# The GCCA Swap meet was amazing



## Bashiba (Feb 28, 2003)

Just wanted to congratulate the Greater Chicago Cichlid Association on a terrific swap meet this morning. I hadn't made the trip there for 3-4 years, and it was easily twice as big as the last time I went. There were tons of great fish, in fact I probably took home to many, lol. Had to set up a new tank. The dealers were all friendly and helpful and the prices were great.


----------



## sjlchgo (Mar 2, 2008)

Here here!!


----------



## esob0i (Oct 5, 2008)

Bashiba said:


> Just wanted to congratulate the Greater Chicago Cichlid Association on a terrific swap meet this morning. I hadn't made the trip there for 3-4 years, and it was easily twice as big as the last time I went. There were tons of great fish, in fact I probably took home to many, lol. Had to set up a new tank. The dealers were all friendly and helpful and the prices were great.

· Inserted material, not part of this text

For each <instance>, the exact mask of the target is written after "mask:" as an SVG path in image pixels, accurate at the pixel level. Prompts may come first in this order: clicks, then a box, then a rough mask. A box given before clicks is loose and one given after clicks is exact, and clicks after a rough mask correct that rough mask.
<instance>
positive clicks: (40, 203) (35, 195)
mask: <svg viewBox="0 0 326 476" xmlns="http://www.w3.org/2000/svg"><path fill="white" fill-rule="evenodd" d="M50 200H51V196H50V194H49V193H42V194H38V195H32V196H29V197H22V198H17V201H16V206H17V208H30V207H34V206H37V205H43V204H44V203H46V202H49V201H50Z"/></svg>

wheres the picture of the fish you got cant tease us like that haha


----------



## Bashiba (Feb 28, 2003)

A little late, but here are some pics of some fish from the swap.
Male Hongi








Young Male Protomelas sp. "Steveni Taiwan" Just starting to color up.


----------



## Fishface57 (Dec 26, 2008)

I know I just started frequenting site the, again...but You got me anxious?
Wayne :fish:


----------



## Juicebigalow (Apr 1, 2003)

speaking of the GCCA is anyone going to the ACA in Cincinnati this year? I've heard it's suppose to be huge as well! I'm curious if anyone is going to start a thread or anything about what's going to be there? If you guys know where I could find that thread... let me know haha.


----------



## spotmonster (Nov 23, 2006)

I'll be there. here's the link. Anyone else going?

http://www.2009aca.com/


----------



## spotmonster (Nov 23, 2006)

Anyof you guys from chicago been to OCA? I'm wondering how large of a show the GCCA really is? I only have OCA Extravaganza to compare. This will be my 1st ACA show.

I'm asking from a vendors perspective, I may look into selling at GCCA.


----------